Example 7 In this example, instead of the binder (vinylon) and the reinforcing fiber (rayon) used in Example 1, the following various binders and reinforcing fibers were used, and the others were the same as in Example 1. To produce a deodorant. The binder is acrylic emulsion, vinyl chloride, acrylic styrene copolymer, ether-ester polyurethane resin, polyester urethane, urethane resin, polyvinyl alcohol,
It is one of water-soluble polymers such as acrylic.

The reinforcing fiber is any one of polyester, nylon, pulp, linter pulp and Manila hemp. As a result of measuring the gas adsorption rates of the deodorants of this example, the same effects as in Example 1 could be obtained.

[Brief description of drawings]

FIG. 1 is an explanatory view showing the action and effect of the deodorant of Example 1.

FIG. 2 is an explanatory view showing a collection state of carriers in Example 1.

FIG. 3 is an explanatory view showing the surface of the first carrier and the second carrier and the state of pores in Example 1.

FIG. 4 is an explanatory view showing a method for producing a deodorant of Example 1.
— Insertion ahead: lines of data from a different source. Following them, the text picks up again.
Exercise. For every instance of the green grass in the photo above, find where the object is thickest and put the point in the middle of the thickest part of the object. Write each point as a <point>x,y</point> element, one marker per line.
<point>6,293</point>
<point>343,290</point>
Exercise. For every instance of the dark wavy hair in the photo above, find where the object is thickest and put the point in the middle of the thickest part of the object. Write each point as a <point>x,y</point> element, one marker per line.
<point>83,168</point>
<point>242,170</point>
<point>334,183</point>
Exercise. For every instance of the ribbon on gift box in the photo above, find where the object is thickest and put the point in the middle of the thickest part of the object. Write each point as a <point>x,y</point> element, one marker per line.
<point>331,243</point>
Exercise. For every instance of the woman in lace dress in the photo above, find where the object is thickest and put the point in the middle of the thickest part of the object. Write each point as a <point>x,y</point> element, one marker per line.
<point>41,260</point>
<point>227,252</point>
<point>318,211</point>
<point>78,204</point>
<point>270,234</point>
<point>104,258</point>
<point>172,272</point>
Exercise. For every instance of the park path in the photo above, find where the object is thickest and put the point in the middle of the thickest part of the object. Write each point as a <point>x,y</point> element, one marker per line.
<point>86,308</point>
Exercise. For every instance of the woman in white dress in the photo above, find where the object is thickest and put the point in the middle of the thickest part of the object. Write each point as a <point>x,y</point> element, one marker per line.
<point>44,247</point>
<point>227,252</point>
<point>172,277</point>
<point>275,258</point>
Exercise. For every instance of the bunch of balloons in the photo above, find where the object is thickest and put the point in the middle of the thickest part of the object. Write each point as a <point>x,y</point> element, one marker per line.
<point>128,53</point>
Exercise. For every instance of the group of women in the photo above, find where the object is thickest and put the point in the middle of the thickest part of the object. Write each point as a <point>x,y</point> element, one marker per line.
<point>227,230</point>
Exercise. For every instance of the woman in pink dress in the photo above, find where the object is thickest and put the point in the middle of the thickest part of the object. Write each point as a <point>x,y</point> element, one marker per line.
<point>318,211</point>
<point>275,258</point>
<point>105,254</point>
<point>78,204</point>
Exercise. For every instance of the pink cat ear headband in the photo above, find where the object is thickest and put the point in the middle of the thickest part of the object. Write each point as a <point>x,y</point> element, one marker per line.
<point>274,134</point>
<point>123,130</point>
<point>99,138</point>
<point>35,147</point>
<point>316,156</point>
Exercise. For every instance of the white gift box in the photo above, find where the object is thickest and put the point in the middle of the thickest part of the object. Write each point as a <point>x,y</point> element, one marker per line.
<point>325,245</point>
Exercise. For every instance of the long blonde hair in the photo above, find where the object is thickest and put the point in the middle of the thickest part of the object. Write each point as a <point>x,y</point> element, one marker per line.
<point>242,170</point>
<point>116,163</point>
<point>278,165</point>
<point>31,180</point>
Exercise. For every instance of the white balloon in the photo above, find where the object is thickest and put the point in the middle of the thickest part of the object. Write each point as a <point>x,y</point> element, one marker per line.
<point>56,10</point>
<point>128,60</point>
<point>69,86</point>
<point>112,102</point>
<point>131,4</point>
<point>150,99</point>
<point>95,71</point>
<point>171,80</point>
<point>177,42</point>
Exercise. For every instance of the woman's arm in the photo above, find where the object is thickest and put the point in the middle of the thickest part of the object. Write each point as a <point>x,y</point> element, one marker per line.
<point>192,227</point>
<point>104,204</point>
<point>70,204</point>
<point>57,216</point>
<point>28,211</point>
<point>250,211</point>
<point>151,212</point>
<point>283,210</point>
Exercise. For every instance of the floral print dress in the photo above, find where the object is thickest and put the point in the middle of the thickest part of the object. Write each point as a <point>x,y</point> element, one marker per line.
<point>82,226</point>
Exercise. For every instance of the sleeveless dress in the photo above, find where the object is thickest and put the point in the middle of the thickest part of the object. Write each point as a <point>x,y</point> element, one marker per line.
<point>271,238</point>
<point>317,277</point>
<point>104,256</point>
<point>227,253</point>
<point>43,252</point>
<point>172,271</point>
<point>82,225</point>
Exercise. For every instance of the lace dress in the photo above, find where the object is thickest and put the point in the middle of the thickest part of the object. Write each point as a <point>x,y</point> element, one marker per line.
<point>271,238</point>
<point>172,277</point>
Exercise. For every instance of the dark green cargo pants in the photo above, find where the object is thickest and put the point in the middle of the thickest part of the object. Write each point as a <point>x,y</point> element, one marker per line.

[Explanation of symbols] 1. ． ． First carrier, 10. ． ． Acid gas adsorbent, 2. ． ． Second carrier, 20. ． ． Basic gas adsorbent, 3. ． ． Amphoteric compounds, 5. ． ． Carrier, 50. ． ． pore,

Claims (8)

[Claims] 1. A mixture of a first carrier having an acidic gas adsorbent carried on a carrier and a second carrier having a basic gas adsorbent carried on a carrier, and an amphoteric compound between the two carriers. A deodorant characterized by being present. 2. The compound according to claim 1, wherein the amphoteric compound is 1
A deodorant having an amino group and a carboxyl group in the molecule. 3. The deodorant according to claim 1, wherein the acidic gas adsorbent is an amino group-containing organic substance. 4. The deodorant according to claim 1, wherein the basic gas adsorbent is a carboxyl group-containing organic substance. 5. The deodorant according to claim 1, wherein the carrier is a porous body or ultrafine particles. 6. A first carrier having an acidic gas adsorbent supported on a carrier and a second carrier having a basic gas adsorbent supported on a carrier are prepared in advance, and then in a solution containing an amphoteric compound. A method for producing a deodorant, which comprises mixing the first carrier and the second carrier, then molding and drying. 7. The compound according to claim 6, wherein the amphoteric compound is 1
A method for producing a deodorant having an amino group and a carboxyl group in the molecule. 8. The method for producing a deodorant according to claim 6, wherein reinforcing fibers and a binder are mixed during the mixing.